Поест, а оставшееся — под замок. И мне ни крошки не даст. Я и пошел на помойки, сам себе жратву промышлять. Где корку хлеба, протухшую селедку, осклизлую колбасу — все в ход шло. А вечером мать уговаривал бросить пить. Случалось, она брала себя в руки и дня три держалась. Купала, кормила, стирала, в общем становилась прежней. А потом снова ударялась в запой. И тогда ее выгнали с работы. Жить стало совсем невыносимо, — затянулся дымом папиросы Леший и, помолчав, продолжил:
- Стали к нам в дом наведываться комиссии всякие. Матери грозили. Та ночами плакала. Обещала пойти работать. Но хоть и устраивалась, все равно ненадолго. В почтальонах — неделю, в прачках — месяц, в дворниках — месяц. Но и там я за нее старался. А тут дворовые бабы скандал ей устроили. Обзывали, срамили. Свекруха ликовала. Мол, вот, неспроста от нее мой сын ушел. Он все наперед видел. А кто, как не он, довел мать до этого? Вот так-то и проснулся я утром. А мать в петле висит. Кончилась, бедная. Не выдержала. Бабы дворовые последней каплей стали. Довели. Не пила она в тот последний день. Ни капли в рот не брала. Помыла меня, сама искупалась. А когда ужинать сели, глянул я, а у нее глаза черными стали, хотя до этого всю жизнь были синими, как небо. Видно, горе в них запеклось, осело. Иль уже все решила для себя…

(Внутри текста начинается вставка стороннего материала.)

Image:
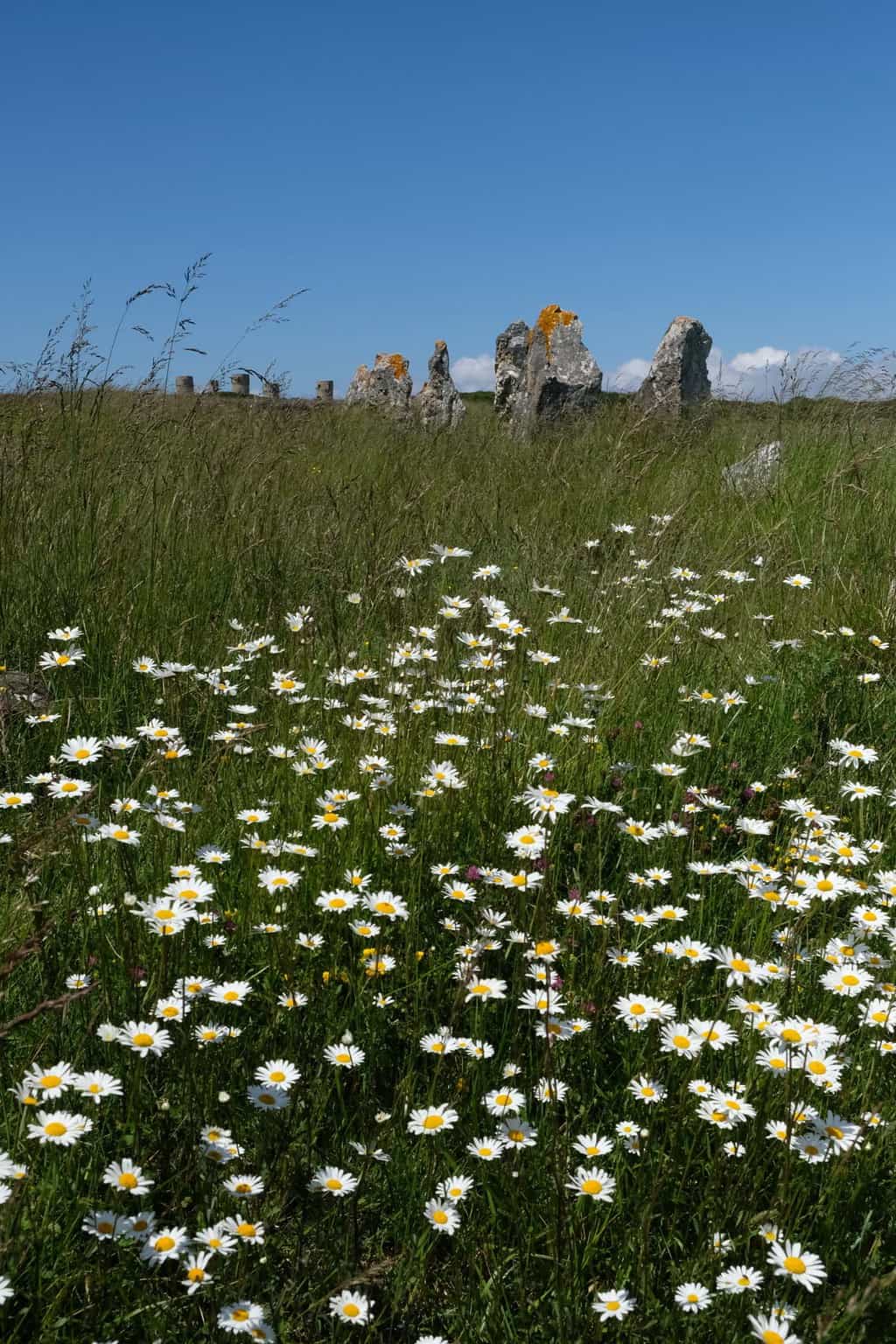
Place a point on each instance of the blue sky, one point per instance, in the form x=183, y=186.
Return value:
x=436, y=171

— А воровать когда стал? — перебил Бурьян.
— На другой день, когда мать схоронили, узнал я, что отец мой — главный легавый города. Это мне бабка сказала. Ну, а я не знал тогда, кто это. И решил отомстить за мать дворовым бабам. И воровал у них все подряд. Жратву и белье с веревок.
Потом на толкучке сбывал и прожирал. Но однажды попался. Баба-соседка меня поймала. И, отмудохав, как фартовая, к отцу привела. Тот, слова не сказав, кинул меня, пацана, в камеру. Три дня голодным сидел, на четвертый — вспомнили. И, надавав пиздюлей, выкинули на все четыре стороны. Родитель даже на глаза не допустил. А через месяц меня опять к нему приволокли. Уже всем двором, легавый аж вскипел. Велел меня к ворам кинуть. В камеру. И пригрозил, мол, коль ума нет, наберусь его в
зоне. И отдал под суд. А перед тем, на следствии, от меня отрекся. Заявил, что мать моя гулящей была. И забеременела, неизвестно от кого. За что он и развелся с нею. Ее порядочность обосрал.
Мол, если б я его сыном был — подала бы на алименты. Тут же — не решилась… И своими руками меня под уголовщину сунул. С тех пор легавых хуже зверей держу. За судьбу корявую. За отнятую мать и жизнь. За то, что не беда, а родитель в фарт отдал. С пацанов. Я ж еще тогда, с той первой ходки, с ними скентовался.
— А сколько отвалили тебе?
— Червонец. Как малолетке. За злостное, неоднократное воровство в квартирах граждан.
— Не поскупились…
— Бабы двора мне расстрела требовали на суде. Вот тебе и бабы! Хотя сами детей имели, — выдохнул Леший.
— Ты им хоть отплатил?
— Еще как! Трех сук, едва слинял с зоны, своими руками на ленты распустил. Рвал в клочья. За все разом.
— А родителя?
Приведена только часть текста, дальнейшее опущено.